The "crazy" hard cognitive test UBS interns must pass
Good news for students: UBS is recruiting for its spring cohort of budding interns. Bad news: getting in requires the completion of a cognitive assessment, and even elite performers don't appear to progress. It's a two stage test of both inductive and numerical reasoning, and this is what it entails.
The inductive portion of the UBS assessment is all about pattern recognition, using 3x3 grids of multicolored shapes. Two grids appear on the left with an identifiable pattern. Four grids appear on the right, of which two also share that pattern. You must identify which two those are. The final score for this section is potentially limitless; it has a six-minute time limit and will accept as many answers as you can provide before time is up.
The numerical portion of UBS's spring insight test is all about data analysis. You're given a number of tables (around five or six) containing data such as revenue for a company, market shares and number of employees. You're then given a statement and asked to label it as 'True', 'False', or 'Cannot Say.' There are some psychological tricks here that might cause you to second guess yourself.
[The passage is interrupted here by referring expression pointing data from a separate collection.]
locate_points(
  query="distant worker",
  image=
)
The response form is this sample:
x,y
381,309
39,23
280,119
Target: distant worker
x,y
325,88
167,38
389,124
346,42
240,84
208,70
For example, after answering one statement, you might be presented with something stating the exact opposite. Unlike the inductive section, scores here are finite. There are 18 questions; you also have six minutes to complete them.
The average, defined as "quite fast" by the report on your answers that's subsequently given, appears to be around 45–50 questions attempted. Some students claim to have achieved "crazy scores", reaching as high as 71 correct answers.
A high score doesn't automatically translate to success, however. One student said that they got a score of 68 and still didn't get through to the next round; this is likely because the test has an accompanying "culture match" assessment, which might prove trickier for some.